坊主の話では、幼馴染で恋人の美紅という少女は、浪人覚悟で倍率の高い名門大学の医学部を受験するのだとか。医師不足が懸念される現代社会で、医学に従事するとは、実に御立派だ。美紅が目指す大学は、首都に近い都市圏に立地していて、坊主が目指す土木系の大学とは、遠くかけ離れた場所にあった。会う気になれば、新幹線を利用するなりですぐにでも再会できるみたいだが、落ち着くまでは講義やアルバイトで時間を合わせるのが大変そうだ。そんなわけで、「毎日ワンコールは必ずし合おうね」と、美紅から提案されたんだと。やり取りを想像するだけで胸焼けしちまいそうだ。

「美紅とは会う時間が限られてくるけど、おじさんとは変わらず会えるから心配しないでね!」

「ははは!馬鹿言え!誰がそんな心配するか!寂しくなりそうで心配だったのは坊主の方だろ?」

「あはは!さて、どうだろうね?」

幸か不幸か、坊主が目指す大学は、県外ではあるが、この町から電車で10分程の場所にあるそうだ。ただ、一人暮らしに挑戦してみたいからと、自宅からは通わずに大学近くのアパートに入居するらしい。しかし、距離が近いこともあって空いた時間に神社まで来るのはいとも容易いことのようだ。おかげで坊主との賑やかな時間も、途切れることなく続きそうである。
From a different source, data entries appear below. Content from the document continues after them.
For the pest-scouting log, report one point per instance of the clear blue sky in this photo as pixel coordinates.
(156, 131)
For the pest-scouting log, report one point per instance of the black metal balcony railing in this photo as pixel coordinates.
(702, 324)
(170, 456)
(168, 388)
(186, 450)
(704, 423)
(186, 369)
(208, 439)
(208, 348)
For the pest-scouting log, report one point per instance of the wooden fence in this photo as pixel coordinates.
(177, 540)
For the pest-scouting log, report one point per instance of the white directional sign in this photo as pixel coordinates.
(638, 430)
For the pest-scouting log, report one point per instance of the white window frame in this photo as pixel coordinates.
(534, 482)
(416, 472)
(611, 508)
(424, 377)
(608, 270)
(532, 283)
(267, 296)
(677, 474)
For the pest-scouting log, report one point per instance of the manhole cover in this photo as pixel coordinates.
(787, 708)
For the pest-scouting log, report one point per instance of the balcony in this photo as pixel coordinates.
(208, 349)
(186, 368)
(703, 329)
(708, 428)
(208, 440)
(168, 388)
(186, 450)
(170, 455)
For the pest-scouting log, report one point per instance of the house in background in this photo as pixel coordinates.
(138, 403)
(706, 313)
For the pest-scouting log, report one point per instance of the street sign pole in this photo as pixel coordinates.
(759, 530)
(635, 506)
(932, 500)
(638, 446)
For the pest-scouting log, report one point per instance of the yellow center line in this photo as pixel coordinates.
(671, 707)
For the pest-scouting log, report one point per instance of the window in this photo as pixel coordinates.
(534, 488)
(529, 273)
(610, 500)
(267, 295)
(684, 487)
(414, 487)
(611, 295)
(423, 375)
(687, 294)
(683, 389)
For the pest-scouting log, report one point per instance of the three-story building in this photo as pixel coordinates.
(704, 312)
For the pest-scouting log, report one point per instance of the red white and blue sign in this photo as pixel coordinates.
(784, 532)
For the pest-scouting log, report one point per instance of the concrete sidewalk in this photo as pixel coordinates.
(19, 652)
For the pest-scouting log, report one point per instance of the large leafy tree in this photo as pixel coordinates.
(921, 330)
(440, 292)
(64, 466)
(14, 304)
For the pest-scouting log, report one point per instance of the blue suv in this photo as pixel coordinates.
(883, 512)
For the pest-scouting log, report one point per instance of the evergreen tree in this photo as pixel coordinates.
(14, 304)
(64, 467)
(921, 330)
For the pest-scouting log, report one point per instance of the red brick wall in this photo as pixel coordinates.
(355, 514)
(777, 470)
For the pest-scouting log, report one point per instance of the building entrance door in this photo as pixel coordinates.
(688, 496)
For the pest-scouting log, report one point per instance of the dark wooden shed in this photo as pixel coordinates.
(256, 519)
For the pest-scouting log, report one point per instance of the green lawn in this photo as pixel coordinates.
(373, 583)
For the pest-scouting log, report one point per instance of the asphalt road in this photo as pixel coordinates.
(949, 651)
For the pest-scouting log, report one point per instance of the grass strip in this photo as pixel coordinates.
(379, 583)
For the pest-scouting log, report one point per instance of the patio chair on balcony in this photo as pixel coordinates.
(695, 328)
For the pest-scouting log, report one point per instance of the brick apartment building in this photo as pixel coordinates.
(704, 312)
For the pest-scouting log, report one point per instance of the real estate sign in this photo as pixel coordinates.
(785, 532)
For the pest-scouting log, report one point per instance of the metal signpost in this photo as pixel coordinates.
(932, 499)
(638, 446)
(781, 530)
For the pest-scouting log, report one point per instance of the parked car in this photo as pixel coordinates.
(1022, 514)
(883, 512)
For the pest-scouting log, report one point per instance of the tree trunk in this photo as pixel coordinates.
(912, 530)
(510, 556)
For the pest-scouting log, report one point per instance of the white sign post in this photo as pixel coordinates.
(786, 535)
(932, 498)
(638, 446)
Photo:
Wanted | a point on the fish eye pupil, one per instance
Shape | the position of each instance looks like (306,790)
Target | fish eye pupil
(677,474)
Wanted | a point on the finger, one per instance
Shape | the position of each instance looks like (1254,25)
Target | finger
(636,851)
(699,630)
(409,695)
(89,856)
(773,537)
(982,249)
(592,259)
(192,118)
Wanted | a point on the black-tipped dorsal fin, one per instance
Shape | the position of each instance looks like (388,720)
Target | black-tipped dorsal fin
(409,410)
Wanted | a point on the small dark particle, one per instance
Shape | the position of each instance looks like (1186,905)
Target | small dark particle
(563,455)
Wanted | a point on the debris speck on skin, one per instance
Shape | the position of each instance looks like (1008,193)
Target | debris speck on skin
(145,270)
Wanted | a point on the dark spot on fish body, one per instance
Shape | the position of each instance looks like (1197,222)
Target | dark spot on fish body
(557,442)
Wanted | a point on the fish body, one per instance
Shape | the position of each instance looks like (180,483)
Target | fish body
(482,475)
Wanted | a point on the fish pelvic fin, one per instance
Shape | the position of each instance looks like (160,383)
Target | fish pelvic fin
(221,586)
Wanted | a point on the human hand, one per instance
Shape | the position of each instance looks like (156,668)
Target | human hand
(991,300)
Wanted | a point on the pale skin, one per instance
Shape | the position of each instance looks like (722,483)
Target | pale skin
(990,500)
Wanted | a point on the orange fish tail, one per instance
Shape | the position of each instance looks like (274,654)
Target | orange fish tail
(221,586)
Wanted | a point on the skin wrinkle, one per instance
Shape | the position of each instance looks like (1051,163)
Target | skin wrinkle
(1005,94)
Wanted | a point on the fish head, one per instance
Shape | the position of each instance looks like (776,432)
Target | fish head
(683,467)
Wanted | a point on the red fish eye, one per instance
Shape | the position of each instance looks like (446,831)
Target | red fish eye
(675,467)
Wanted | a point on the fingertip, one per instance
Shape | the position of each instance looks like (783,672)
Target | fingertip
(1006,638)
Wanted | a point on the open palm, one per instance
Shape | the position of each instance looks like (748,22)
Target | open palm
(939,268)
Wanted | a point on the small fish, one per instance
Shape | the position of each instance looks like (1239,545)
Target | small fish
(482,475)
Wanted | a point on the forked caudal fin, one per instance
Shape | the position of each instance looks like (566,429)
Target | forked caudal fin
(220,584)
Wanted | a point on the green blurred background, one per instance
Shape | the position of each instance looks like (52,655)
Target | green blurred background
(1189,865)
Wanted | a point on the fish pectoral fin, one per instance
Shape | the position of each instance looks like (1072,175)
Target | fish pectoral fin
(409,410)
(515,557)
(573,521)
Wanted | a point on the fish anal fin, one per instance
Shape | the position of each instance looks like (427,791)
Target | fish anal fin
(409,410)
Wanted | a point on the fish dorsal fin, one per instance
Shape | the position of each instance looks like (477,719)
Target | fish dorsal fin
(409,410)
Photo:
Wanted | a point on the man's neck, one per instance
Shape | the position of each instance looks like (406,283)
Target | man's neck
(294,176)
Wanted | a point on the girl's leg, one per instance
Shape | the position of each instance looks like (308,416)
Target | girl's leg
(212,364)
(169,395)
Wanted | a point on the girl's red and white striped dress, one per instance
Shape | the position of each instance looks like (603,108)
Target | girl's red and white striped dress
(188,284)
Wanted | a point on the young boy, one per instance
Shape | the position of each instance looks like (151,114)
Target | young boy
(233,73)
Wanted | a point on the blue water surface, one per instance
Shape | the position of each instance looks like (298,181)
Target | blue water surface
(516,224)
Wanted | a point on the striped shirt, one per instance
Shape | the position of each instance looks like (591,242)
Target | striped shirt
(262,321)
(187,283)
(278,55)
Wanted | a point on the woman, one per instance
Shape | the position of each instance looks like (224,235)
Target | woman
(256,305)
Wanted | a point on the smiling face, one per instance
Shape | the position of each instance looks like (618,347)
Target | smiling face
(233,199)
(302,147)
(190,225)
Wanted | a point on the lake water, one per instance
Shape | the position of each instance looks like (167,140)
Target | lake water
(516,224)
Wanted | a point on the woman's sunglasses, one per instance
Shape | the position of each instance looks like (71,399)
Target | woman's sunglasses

「坊主、一人暮らし大丈夫か?ゴミ出しも飯作りも掃除洗濯も、全部一人でやらないといけないんだぞ?」

「そうだね。じゃあ、やばそうだったら、おじさんにアパートに来てもらおうかな!家事全般、得意でしょ?」

「ぶはははは!行ってやってもいいが、鬼の家政夫は高くつくぞ!」

「ははは!バイト代と要相談だね!」


 休憩時間が終わり、坊主は再び手にペンを握り、過去問を相手に模擬試験を開始した。そんな坊主が戦に勝利し、名武将になれるように、縁側に戻った俺は、杯いっぱいに酒を注ぎ、天に掲げて一気に飲み干した。